Video: Jersey early potato yields dip 20% after frosty February

Jersey’s early potato harvest is almost a month late this spring, with yields expected to be down one-fifth after the Beast from the East frosted off young plants barely out of the ground.

Liftings of the earliest crops grown on the steep slopes tumbling down towards the sea are showing low tuber numbers as the Channel Island struggles to meet supermarket demands from the UK mainland.

The searing cold in late February frosted off early growth, forcing the potato industry, which is Jersey’s biggest exporter, to scramble and reschedule deliveries stretching all the way into July.

William Church of the Jersey Royal Company said after a desperately poor start to the season, harvesting is now starting to pick up, while other early spud areas such as Cornwall, Pembrokeshire and Suffolk have all been hit badly by poor weather.

“It’s been a really challenging start to the season, but now going into May we have some excellent-looking crops,” he told Farmers Weekly.

See also: Video: Spud planting races to catch up after late start to season

Worst season for 40 years

Jersey Royal growers say the season is the worst they have known for at least 40 years – since the practice of covering early potatoes with plastic was first introduced to the island in the 1970s.

Sub-zero temperatures blown in from Siberia made for a testing time, as even double–covered crops with plastic and also fleece suffered as temperatures dipped to -6C.

Watch the video report below.

Hand-lifting on the vertiginous coastal slopes, know as cotils, is now finished, as picking teams move on to more level ground and yields of Jersey Royal new potatoes start to pick up.
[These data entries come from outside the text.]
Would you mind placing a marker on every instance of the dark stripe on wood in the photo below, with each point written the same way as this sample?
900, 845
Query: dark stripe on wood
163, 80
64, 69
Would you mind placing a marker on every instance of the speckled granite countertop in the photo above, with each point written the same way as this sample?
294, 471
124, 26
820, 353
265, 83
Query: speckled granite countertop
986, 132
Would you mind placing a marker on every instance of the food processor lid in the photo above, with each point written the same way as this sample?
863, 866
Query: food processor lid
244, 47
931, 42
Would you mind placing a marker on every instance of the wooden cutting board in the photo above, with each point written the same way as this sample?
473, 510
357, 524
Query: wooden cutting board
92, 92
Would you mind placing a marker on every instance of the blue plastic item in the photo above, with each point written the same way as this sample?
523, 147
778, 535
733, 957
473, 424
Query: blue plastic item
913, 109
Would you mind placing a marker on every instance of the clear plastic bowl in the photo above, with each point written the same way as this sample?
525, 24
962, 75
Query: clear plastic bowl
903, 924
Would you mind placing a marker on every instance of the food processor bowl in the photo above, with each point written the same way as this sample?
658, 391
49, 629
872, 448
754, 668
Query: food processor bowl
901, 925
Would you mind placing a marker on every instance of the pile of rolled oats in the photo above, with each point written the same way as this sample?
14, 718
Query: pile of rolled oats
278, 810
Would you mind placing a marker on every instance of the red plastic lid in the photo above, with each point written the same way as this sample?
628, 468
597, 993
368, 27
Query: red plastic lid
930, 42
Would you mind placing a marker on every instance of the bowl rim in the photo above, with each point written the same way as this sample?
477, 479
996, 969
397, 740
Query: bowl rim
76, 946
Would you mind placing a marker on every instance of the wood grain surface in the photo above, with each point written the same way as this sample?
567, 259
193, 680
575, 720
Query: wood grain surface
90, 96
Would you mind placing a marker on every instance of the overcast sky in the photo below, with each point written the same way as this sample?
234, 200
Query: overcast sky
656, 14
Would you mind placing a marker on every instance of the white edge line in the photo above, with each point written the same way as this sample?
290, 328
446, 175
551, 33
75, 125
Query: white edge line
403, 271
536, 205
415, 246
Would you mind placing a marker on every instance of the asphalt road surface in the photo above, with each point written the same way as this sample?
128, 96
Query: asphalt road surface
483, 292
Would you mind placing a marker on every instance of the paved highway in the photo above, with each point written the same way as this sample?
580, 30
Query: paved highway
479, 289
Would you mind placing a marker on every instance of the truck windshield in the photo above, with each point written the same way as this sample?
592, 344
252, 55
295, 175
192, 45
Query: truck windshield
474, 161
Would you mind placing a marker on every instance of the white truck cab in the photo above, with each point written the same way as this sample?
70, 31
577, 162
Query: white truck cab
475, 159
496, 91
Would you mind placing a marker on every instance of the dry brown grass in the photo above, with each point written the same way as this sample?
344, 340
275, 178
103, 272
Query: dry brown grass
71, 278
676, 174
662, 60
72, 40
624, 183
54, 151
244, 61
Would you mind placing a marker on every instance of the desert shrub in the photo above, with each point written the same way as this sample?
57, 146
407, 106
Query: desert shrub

These early crops can be grown in 10-12 weeks on Jersey’s light and well-drained soils, and are harvested using a tractor-mounted winch-operated lifter that exposes the tubers for an army of pickers to gather.

The main outdoor spud crop is planted from January through to April, with harvest in a normal season from the end of March through to July, and at peak time the island can export 600-700t/day to the UK mainland.

Down by one-fifth

Mr Church, the group’s director of sales and marketing, believes island production will be down one-fifth to about 24,000t this season compared with as much as 28,000-30,000t in a more normal year.

He is busy rescheduling supermarket deliveries to customers such as Tesco and pushing through big UK retail promotions in June and well into July.

“The supermarkets are being really understanding as we are looking to extend our agreements into July, whereas they usually tail off towards the end of June,” he said.

Normally, Jersey Royal’s big month is May, quickly followed by Cornish earlies hitting the market in June and the Suffolk crop being lifted in July, but this season all those timings look like being a month later.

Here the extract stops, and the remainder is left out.